Rogers has repeatedly predicted that the city government will run out of cash this summer unless it finds some new source of funds.Asked how the city could commit itself to lay out $30 million at a time when its cash balance is expected to plunge toward zero because of other commitments, Rogers said, "It's going to be all right. We have said all along that July is going to be a very difficult month for us, but we will come up with something."

Rogers and Mayor Marion Barry are counting on the anticipated proceeds of a $184 million bond issue that they have asked Congress to authorize to tide the city over a cash crisis this summer.

New York financial experts have warned, however, that the city's pension problems might jeopardize its ability to sell those bonds even if Congress approves them, because investors would fear that pension claims might take precedence over bond repayments.

Congress, in bestowing limited home rule on the city, transferred to the city government the responsibility to make pension payments to D.C. firefighters, police officers, teachers and a few judges. But it did not provide enough money to cover the pension benefits they had already earned.

As a result, the city's unfunded pension liability is already more than $2 billion.

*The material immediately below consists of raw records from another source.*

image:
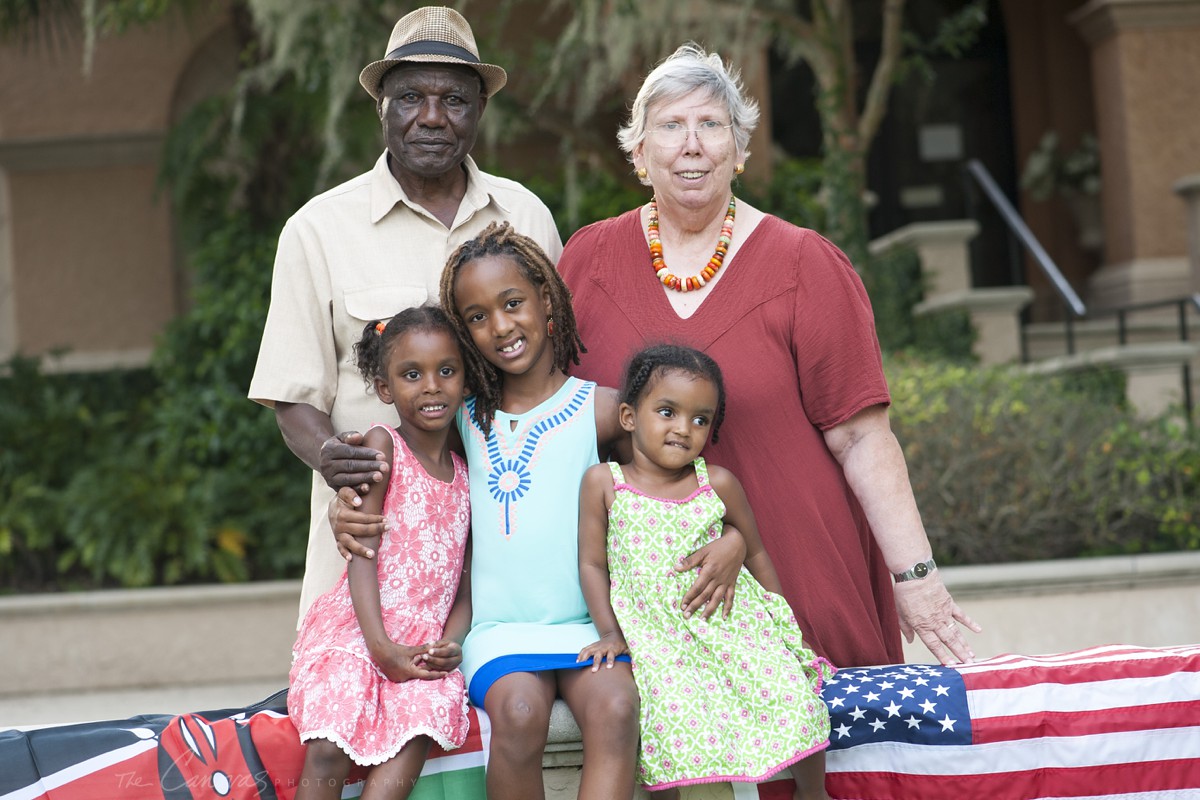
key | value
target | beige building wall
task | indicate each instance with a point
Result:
(87, 256)
(1145, 60)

By the year 2005 pension payouts and contributions to the trust funds will have to rise from the current $120.4 million to an estimated $706 million.

According to Higgins, the failure of the city government to meet its obligations in the current year only worsens those grim projections because it deprives the Retirement Board of investment income that would have helped to reduce the unfunded liability.

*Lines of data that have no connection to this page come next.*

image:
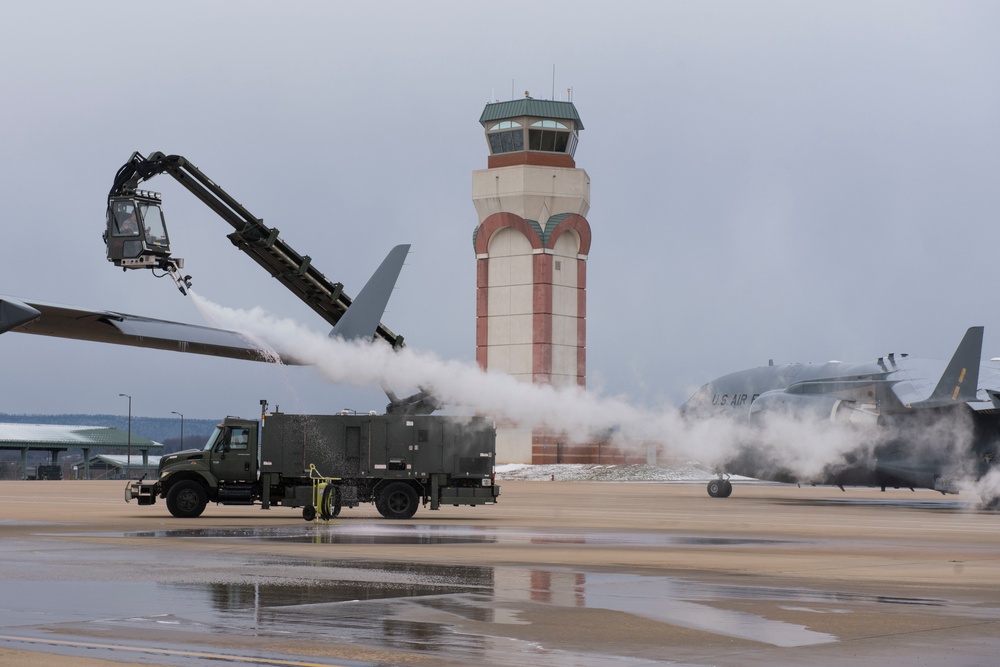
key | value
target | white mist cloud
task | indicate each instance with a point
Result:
(805, 448)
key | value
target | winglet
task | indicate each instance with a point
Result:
(365, 312)
(14, 313)
(960, 380)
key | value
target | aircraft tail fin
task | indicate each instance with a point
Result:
(960, 380)
(365, 312)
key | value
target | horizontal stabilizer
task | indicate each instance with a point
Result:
(363, 316)
(14, 313)
(960, 380)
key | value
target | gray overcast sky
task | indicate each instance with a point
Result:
(800, 181)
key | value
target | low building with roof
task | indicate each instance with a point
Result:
(56, 439)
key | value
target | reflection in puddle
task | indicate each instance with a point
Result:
(461, 613)
(355, 533)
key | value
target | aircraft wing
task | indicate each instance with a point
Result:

He said that the Retirement Board has invested $152 million in current assets in short-term accounts managed by American Security Bank and would soon develop a long-range fund management strategy. But he said that the loss of income on the quarterly payments only puts the funds deeper in the hole for the future no matter how well they are invested.

None of the estimated 8,000 current retirees has missed any pension payments as a result of the District's inaction on quarterly payments, although Barry warned them earlier this year that their payments "may be jeopardized" by the long-term underfunding of the pension programs. The problem, as explained by Higgins, lies with the method by which the monthly payments are being made.

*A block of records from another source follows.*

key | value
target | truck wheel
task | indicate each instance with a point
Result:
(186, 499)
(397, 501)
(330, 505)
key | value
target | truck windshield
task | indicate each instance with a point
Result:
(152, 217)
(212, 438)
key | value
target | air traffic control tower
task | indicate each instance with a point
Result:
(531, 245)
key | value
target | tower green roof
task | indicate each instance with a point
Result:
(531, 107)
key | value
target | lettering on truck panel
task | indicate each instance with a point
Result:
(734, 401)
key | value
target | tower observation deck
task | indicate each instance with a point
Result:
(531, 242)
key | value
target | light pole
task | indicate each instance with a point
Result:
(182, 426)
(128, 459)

Under the 1979 law, the board is required to collect and pay out all pension money for the employes who are covered, investing what is not used each month. The District is required to make advance payments to the Retirement Board every three-months of one-fourth of the total annual pension budget -- this year, that means just over $30 million per quarter -- and to turn over the contributions made by the workers as they are withheld from paychecks. The board in turn would disburse only as much as is needed each month, keeping the rest in high-yield investments.

The city has not made those payments. Unable to come up with $30 million in advance, it has made payments directly to retirees each month. The total amount disbursed in a three-month period is about the same, but by failing to give to the Retirement Board in advance, the city leaves the board without anything to invest.

At current interest rates, Higgins said, the annual loss to the pension funds that results from not having that cash to invest $21.6 million.